The researchers found significant correlation between liver SUVmean and Knodell histologic activity index (HAI), aspartate aminotransferase level and alanine aminotransferase level. They did not find significant correlation between albumin-bilirubin score, fibrosis-4 index, Model for End Stage Liver Disease score, albumin level, total bilirubin level or age.

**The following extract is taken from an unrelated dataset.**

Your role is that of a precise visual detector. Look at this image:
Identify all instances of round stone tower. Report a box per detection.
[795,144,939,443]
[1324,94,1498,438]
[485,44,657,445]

Multi-Institutional Study Needed

The researchers analyzed the differences between individually scored components of the HAI as ordinal classifiers of necro-inflammation and fibrosis and identified significant variance in liver SUVmean among groups stratified by portal inflammation, piecemeal necrosis and fibrosis. Significant differences in liver SUVmean values were also noted between Metavir fibrosis stage F0 and higher, including F1, which indicates early fibrosis.

“As a somewhat skeptical researcher, I was surprised that the measurements obtained with PET showed reasonably good accuracy for discriminating early liver fibrosis, since detecting mild liver disease is often problematic for existing methods,” Dr. Kwee said. “But because our study comprised a very narrow patient group, these results need to be validated across a broader cohort of patients.”

He suggested a rigorous, multi-institutional study be conducted to assess the generalizability of their findings. “Emerging treatments and approaches that could potentially reverse liver fibrosis and optimize liver transplant selection may justify the development of imaging techniques to anatomically map and quantitatively track liver dysfunction,” Dr. Kwee said.

However, he acknowledged that cost-effectiveness needs to be proven with any expansion of clinical use of PET.

For non-oncological applications such as measuring organ function, he noted that a conventional PET/CT or PET/MRI design may not be necessary. Instead, more cost-efficient implementation of PET could be pursued without the CT or MRI component.

“With modern, sensitive PET detectors and a PET tracer with rapid biodistribution kinetics such as 18F fluorocholine, radiation exposure is further reduced while speeding up the exam,” Dr. Kwee said. “I hope to see novel scanner development being informed by the potential for broader clinical applications of PET.”